Nell’estate del 1869, durante un viaggio in Sicilia, Verga conobbe Giselda Foianesi, poi sposata Rapisardi, che amò per lungo tempo.

Il suo lavoro e i suoi interessi lo riportarono presto sul continente; nel 1872 si trasferì a Milano, che aveva preso il posto di Firenze come centro artistico e letterario italiano. Qui incontrò gli “Scapigliati” Praga, Boito e Tarchetti, conobbe Giacosa e De Roberto che gli fu molto vicino, specie negli ultimi anni, e l’importante famiglia dell’editore Treves.

È un altro periodo di intensa attività letteraria, soprattutto influenzata dal romanzo psicologico francese - escono “Eva” e “Tigre reale” (1873), “Nedda” (1874), “Eros” (1875), “Primavera e altri racconti” (1876) - e di grandi lutti familiari: la morte della sorella, poi quella della madre.

Queste vicende, unite forse alle nuove realtà che andavano affacciandosi alla vita della politica italiana - come le prime agitazioni irredentistiche e gli scioperi generali - e che mostravano l’urgenza dei problemi economico-sociali della nazione, spinsero il Verga a occuparsi più da vicino dei problemi della povera gente. Tutto ciò si tradusse in una nuova produzione artistica.

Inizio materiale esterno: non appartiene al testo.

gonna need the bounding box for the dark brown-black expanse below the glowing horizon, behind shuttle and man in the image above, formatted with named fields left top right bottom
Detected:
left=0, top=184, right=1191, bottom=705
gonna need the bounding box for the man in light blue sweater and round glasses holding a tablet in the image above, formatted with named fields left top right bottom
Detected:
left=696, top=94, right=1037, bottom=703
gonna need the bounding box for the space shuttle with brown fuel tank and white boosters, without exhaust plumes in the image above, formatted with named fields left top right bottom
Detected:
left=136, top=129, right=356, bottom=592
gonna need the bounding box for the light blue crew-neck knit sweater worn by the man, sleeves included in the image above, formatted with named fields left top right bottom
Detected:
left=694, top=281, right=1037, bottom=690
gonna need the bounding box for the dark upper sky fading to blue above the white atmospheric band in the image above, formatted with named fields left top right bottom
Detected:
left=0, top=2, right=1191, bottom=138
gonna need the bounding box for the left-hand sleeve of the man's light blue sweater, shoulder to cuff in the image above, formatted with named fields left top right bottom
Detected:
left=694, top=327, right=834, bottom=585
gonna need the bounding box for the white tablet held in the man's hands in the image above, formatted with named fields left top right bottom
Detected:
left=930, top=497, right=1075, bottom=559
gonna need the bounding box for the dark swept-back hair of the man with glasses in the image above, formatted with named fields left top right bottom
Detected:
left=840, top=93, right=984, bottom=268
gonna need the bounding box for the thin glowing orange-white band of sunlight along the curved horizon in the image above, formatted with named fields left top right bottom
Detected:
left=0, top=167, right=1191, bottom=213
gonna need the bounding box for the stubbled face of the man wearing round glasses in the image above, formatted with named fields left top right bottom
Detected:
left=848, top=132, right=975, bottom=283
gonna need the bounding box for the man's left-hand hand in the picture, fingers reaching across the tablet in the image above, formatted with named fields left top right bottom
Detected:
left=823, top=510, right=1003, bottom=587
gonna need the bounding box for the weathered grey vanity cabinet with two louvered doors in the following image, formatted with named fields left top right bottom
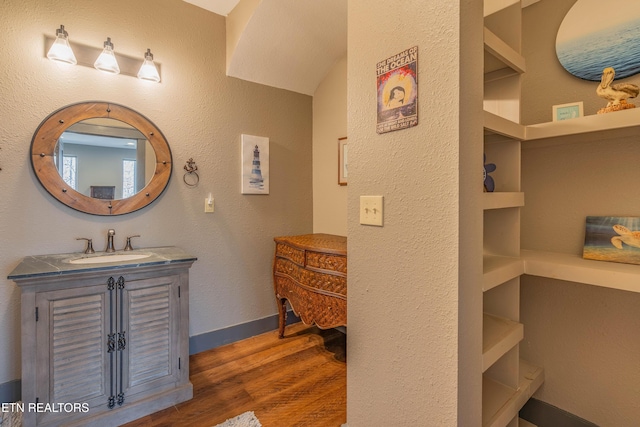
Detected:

Nel 1880 uscirono le splendide novelle di “Vita dei campi”, nel 1881 “I Malavoglia”: il successo di pubblico fu scarso, ma la fama dello scrittore cominciava a varcare i confini italiani.

Seguirono “Il marito di Elena” (1882), “Per le vie”, componimenti brevi di ambiente milanese, e “Novelle rusticane” (1883). Nel frattempo il Verga aveva ritrovato Giselda, e tra i due era nata un’appassionata relazione, tant’è che il marito di lei, Mario Rapisardi, scoperta una lettera di Verga, scacciò la moglie di casa.

L’attività letteraria continuava: nel 1884 al Teatro Carignano di Torino la Duse interpretò con grande successo “Cavalleria Rusticana”, adattamento teatrale dell’omonima novella di “Vita dei campi”; nel 1888 uscì a puntate su “Nuova Antologia” il “Mastro Don Gesualdo”, raccolto in volume l’anno successivo.

Ormai la critica cominciava a parlare del Verga come del maggiore romanziere italiano vivente, anche se il pubblico continuava a preferirgli D’Annunzio e Fogazzaro.

Nel 1890 Mascagni rappresentò l’opera lirica “Cavalleria Rusticana” e tre anni dopo Verga, riconosciuto co-autore, ricevette un “compenso” di 143.000 lire. Una cifra ragguardevole per quel tempo, che gli garantì un certo benessere economico e lo spinse a lasciare Milano per tornare a Catania.

Era il 1894: Verga sembrava deluso dagli ideali per i quali aveva combattuto, scontento di se stesso e della sua opera. I suoi scritti si fecero sempre più scarsi: nel 1894 uscì la raccolta di novelle “Don Candeloro e compagni”, vennero poi rappresentati i drammi “La lupa”, “Caccia al lupo”, “Caccia alla volpe” e “Dal tuo al mio”, trasformato in romanzo nel 1906.

Nel 1911, infine, il grande romanziere lavora alla “Duchessa di Leyra”, che avrebbe dovuto continuare il ciclo dei “Vinti” iniziato con “I Malavoglia” e “Mastro Don Gesualdo”: ne scrisse un solo capitolo pubblicato postumo nel giugno del 1922. Il Senatore Giovanni Verga si era spento il 27 gennaio dello stesso anno.